Święta Bożego Narodzenia – to bardzo szczególny czas. Raz do roku zbieramy się wszyscy w naszym rodzinnym domu na mazurach. Jest to doskonały moment na wyciszenie, przerwę w całorocznej gonitwie. Zawsze biorę wolne już kilka dni wcześniej. Przyjeżdżam do domu aby pomóc mamie w świątecznych przygotowaniach.
W pierwszej kolejności dzielimy się domem – ja zawsze biorę łazienkę i toaletę plus jakiś pokój. Oczywiście kuchnia zostaje na koniec, ponieważ to właśnie kuchnia znajduje się w centrum zainteresowania po tym kiedy wszystko zostanie już należycie uporządkowane. Dzieciaki ubierają choinkę, mama odświeża przepisy na ciasta, ja zapewniam łańcuch dostaw – czyli po prostu jadę do miasta na zakupy.
Wypieki to zazwyczaj działka mamy. Na wigilijnym stole co roku gości makowiec – wersja z bakaliami i z orzechami, bo nie każdy w naszym domu lubi rodzynki. W wydaniu mojej mamy to ciasto jest naprawdę pyszne. Odpowiednio wilgotne, lepkie, o smaku miodu. Drugie ciasto to zazwyczaj sernik, ale czasem pojawiają się jabłecznik lub coś bardziej kremowego, ewentualnie tzw. Ciasto cioci Gosi – które nie posiada jakiejś bardziej oficjalnej nazwy. Jest to mieszanka drożdżówki, sernika i bananów pomysłu mojej ciotki. Ciekawe przepisy na można również znaleźć w portalu kulinarnym Delektujemy.pl.
Ja zajmuje się potrawami wigilijnymi. Na naszym stole bardzo często gości ryba oraz grzyby w cieście.
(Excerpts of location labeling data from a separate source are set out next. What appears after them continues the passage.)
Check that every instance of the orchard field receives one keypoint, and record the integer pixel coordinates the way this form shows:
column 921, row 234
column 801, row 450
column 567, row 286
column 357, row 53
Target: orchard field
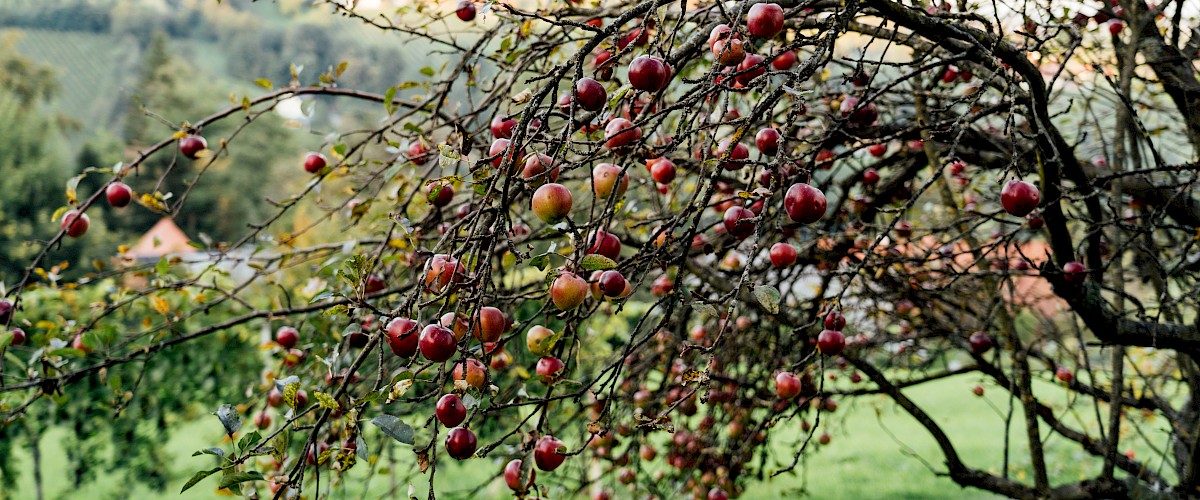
column 599, row 248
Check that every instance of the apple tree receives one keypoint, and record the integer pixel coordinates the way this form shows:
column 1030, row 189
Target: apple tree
column 657, row 244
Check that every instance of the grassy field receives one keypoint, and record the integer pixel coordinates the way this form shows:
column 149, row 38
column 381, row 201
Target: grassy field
column 877, row 451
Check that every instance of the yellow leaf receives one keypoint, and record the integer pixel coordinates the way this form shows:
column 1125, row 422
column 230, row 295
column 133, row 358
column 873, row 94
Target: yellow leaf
column 160, row 305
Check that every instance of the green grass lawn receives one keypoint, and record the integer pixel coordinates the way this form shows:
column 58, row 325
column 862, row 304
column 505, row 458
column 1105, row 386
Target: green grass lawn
column 874, row 453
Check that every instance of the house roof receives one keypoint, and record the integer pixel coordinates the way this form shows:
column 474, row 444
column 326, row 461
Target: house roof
column 165, row 238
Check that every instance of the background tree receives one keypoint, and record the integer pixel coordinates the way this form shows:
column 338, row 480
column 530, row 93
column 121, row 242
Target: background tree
column 954, row 194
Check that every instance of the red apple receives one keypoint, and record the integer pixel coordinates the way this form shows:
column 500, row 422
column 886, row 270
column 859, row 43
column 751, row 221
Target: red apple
column 767, row 140
column 538, row 339
column 663, row 170
column 804, row 204
column 461, row 443
column 552, row 203
column 648, row 73
column 119, row 194
column 287, row 337
column 18, row 336
column 834, row 320
column 1074, row 272
column 568, row 290
column 313, row 162
column 450, row 410
column 787, row 385
column 765, row 20
column 831, row 342
column 737, row 222
column 605, row 244
column 1019, row 198
column 547, row 453
column 441, row 194
column 979, row 342
column 466, row 11
column 783, row 254
column 437, row 343
column 870, row 176
column 490, row 324
column 612, row 283
column 609, row 180
column 729, row 52
column 502, row 126
column 550, row 368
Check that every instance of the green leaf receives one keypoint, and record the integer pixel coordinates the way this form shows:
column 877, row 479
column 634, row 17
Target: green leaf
column 394, row 427
column 706, row 309
column 239, row 477
column 389, row 100
column 325, row 401
column 197, row 477
column 72, row 184
column 228, row 417
column 249, row 440
column 768, row 296
column 469, row 401
column 289, row 393
column 595, row 261
column 66, row 353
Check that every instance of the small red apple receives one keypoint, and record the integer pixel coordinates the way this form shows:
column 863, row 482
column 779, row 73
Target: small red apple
column 804, row 204
column 591, row 95
column 568, row 290
column 787, row 385
column 466, row 11
column 313, row 162
column 450, row 410
column 287, row 337
column 461, row 443
column 1074, row 272
column 119, row 194
column 767, row 140
column 552, row 203
column 550, row 368
column 437, row 343
column 1019, row 198
column 831, row 342
column 737, row 222
column 765, row 20
column 547, row 453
Chodzi o zwykłe ciasto naleśnikowe, usmażone w ten sposób ryby i grzyby są świetną i pyszną przekąską. Dodatkowo zazwyczaj jest ryba po grecku, paluszki rybne (dla dzieciaków), kapusta wigilijna, oczywiście pierogi z kapustą i grzybami no i barszcz z uszkami.
Są to typowe przykłady wigilijnych potraw w naszym domu. Oczywiście tradycyjnie pojawia się też typowa dla polskich domów warzywna sałatka z majonezem, którą ciacham razem z dzieciakami. Wigilia w naszym domu to nie tylko czas spędzony przy stole, ale też wspaniałe chwile spędzone na przygotowaniach.